Casey played linebacker for the Oregon Ducks, after which he played in the NFL for the Philadelphia Eagles from 2011 to 2014 and Minnesota Vikings in 2015.

Bruce has seven children, including five sons, two of whom have played in the NFL: Kevin and Jake. Kevin was a center for the Titans, Washington Redskins, and Carolina Panthers from 2010 to 2014. Jake has been an offensive tackle for the Falcons since being drafted by the team sixth overall in 2014. In the NFC championship game of the 2016–17 NFL playoffs, he and the Falcons defeated his cousin Clay III and the Packers to advance to Super Bowl LI. A third brother, Mike, has spent time on off-season rosters of the Cleveland Browns, Pittsburgh Steelers and Miami Dolphins. A fourth brother, Luke, played for the Texas A&M Aggies, the same program that three of his older brothers also represented.

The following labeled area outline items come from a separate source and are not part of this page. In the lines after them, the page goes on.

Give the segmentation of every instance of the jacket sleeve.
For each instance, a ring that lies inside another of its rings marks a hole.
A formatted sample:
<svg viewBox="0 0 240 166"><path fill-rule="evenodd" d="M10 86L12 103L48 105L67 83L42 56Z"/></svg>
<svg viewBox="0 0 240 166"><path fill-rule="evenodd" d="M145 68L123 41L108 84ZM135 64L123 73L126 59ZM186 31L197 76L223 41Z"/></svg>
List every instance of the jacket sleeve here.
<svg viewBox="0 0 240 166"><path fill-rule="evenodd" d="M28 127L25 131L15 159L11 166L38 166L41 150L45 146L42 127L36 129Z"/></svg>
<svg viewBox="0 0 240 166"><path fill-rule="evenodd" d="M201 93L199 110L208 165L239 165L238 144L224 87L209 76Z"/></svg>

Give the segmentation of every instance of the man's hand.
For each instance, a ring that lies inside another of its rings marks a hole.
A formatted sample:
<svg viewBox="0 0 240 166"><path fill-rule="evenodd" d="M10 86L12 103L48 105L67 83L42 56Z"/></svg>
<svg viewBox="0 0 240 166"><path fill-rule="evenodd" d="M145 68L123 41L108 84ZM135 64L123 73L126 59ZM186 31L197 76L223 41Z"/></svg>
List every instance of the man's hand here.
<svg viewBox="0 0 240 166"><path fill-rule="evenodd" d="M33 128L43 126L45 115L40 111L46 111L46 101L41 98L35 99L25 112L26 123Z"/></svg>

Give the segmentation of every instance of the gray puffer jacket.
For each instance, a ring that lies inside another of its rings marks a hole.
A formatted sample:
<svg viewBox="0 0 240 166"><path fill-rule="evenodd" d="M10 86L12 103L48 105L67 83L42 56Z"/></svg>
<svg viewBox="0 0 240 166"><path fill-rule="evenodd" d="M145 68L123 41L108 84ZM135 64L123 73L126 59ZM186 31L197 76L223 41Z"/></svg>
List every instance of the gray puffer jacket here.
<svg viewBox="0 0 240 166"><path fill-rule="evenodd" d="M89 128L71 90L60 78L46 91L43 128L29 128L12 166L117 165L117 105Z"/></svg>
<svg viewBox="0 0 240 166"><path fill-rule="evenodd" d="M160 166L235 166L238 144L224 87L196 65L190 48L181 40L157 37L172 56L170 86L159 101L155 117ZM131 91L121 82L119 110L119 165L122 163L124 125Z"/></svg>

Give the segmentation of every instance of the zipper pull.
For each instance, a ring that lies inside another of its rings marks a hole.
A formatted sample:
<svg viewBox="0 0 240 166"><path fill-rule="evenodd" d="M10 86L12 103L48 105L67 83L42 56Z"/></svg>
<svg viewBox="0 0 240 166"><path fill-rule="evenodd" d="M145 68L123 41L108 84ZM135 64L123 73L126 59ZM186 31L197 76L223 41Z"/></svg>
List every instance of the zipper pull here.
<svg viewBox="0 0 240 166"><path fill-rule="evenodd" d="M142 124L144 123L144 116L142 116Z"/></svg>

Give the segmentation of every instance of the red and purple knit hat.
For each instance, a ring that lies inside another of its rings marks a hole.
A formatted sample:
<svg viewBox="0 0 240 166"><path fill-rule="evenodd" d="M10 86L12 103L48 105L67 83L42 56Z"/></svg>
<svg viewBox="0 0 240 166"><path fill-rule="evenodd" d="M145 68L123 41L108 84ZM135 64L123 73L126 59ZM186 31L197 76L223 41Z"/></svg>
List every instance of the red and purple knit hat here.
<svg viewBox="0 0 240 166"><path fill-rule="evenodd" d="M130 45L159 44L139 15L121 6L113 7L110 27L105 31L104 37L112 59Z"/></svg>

Troy Niklas, the nephew of Bruce Matthews by way of Bruce's wife's sister, is a former tight end for the Arizona Cardinals.

Professional soccer player Ashley Nick is a granddaughter of Clay Matthews Sr.

==Matthews family tree==

- H. L. "Matty" Matthews (1889–1975)
  - Clay Matthews Sr. (1928–2017)
    - Clay Matthews Jr. (born 1956)
      - Kyle Matthews (born 1982)
        - Brodie Matthews (born 2010)
      - Clay Matthews III (born 1986)
      - Casey Matthews (born 1989)
    - Bruce Matthews (born 1961)
      - Kevin Matthews (born 1987)
      - Jake Matthews (born 1992)
      - Mike Matthews (born 1994)
      - Luke Matthews (born 2000)

==In media==
In 2017, Clay Jr., Clay III, and Casey were featured in a commercial for PlayStation Vue entitled "Football VUEing Family", which was filmed at Clay Jr.'s home in Southern California. Also in the commercial were Clay Jr.'s wife Leslie and daughter Jennifer.